The potential limitations of the present analysis are as follows. First, our database lacked the detailed data needed to permit further risk adjustment for outcomes, such as for comorbid diseases of patients, location where the OHCA occurred, quality of EMS personnel, the degree of regional differences among EMS centers, in-hospital medication (for example, additional shock delivery, additional vasopressor (epinephrine and/or vasopressin) use and percutaneous coronary intervention) and the availability of specialists in emergency care (cardiologists). These deficient data were associated with our retrospective record review study design. Second, we cannot exclude the possibility of uncontrolled confounders, even though we used a uniform data collection procedure based on the Utstein-style guidelines for reporting cardiac arrest and had a large sample size and population-based study design. Third, as with all epidemiological studies, the integrity, validity and ascertainment bias of the data were potential limitations. Fourth, we could not exclude patients with shock for a wrong indication due to electrical misreading.
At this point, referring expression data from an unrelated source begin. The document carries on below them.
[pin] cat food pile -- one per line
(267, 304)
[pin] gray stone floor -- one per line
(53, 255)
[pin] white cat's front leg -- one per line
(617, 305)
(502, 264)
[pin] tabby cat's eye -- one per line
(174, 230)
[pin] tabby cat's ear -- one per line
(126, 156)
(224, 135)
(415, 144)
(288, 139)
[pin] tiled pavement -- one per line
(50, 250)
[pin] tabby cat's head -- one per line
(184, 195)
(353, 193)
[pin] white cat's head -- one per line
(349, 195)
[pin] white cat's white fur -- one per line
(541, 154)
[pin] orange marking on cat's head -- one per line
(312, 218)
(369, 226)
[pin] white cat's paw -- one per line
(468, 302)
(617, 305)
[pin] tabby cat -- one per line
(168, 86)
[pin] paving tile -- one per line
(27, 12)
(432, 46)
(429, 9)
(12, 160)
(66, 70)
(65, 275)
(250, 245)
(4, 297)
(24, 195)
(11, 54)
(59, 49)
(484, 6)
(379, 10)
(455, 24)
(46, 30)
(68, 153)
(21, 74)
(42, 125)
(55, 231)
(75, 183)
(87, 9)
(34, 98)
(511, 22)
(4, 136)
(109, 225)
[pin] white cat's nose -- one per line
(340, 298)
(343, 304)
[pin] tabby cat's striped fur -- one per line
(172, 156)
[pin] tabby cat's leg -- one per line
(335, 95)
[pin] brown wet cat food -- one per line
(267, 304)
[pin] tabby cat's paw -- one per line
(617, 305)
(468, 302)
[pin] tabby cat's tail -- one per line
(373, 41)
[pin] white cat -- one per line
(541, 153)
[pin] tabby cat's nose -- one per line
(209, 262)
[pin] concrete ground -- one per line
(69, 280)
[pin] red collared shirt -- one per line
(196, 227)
Fifth, we should stress that caution must be exercised when generalizing these results to other EMS systems.

Conclusions

We found that patients with initial nonshockable rhythms after OHCA could develop a shockable rhythm later on in the resuscitation, and some of these patients had favorable outcomes. Notably, subsequent conversion to shockable rhythms during EMS resuscitation efforts was associated with increased odds of prehospital ROSC, 1-month survival and 1-month favorable neurological outcomes when the shock delivery time was less than 20 minutes.

Key messages

We analyzed the data collected over 6 years for 569,937 OHCA patients with initial nonshockable rhythms using a nationwide Utstein-style Japanese database.
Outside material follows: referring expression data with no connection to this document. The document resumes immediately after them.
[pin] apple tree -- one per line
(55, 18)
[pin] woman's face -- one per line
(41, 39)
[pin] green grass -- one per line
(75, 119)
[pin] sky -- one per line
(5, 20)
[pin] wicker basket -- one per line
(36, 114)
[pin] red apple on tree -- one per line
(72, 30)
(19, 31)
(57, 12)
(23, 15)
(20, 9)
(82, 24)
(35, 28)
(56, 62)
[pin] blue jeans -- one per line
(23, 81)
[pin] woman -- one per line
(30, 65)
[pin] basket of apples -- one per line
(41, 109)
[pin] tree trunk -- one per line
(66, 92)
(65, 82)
We determined that the ratios of prehospital ROSC, 1-month survival and 1-month favorable neurological outcomes in the subsequently shocked cohort were significantly higher than those in the subsequently not-shocked cohort (7.64% versus 4.08%, 4.81% versus 2.59% and 1.79% versus 0.60%, respectively; all P <0.001).

Multivariate logistic regression analyses for 11 prehospital variables revealed that subsequent shock delivery for OHCA patients with initial nonshockable rhythms was independently associated with increased odds of prehospital ROSC, 1-month survival and 1-month favorable neurological outcome when the shock delivery time was less than 20 minutes.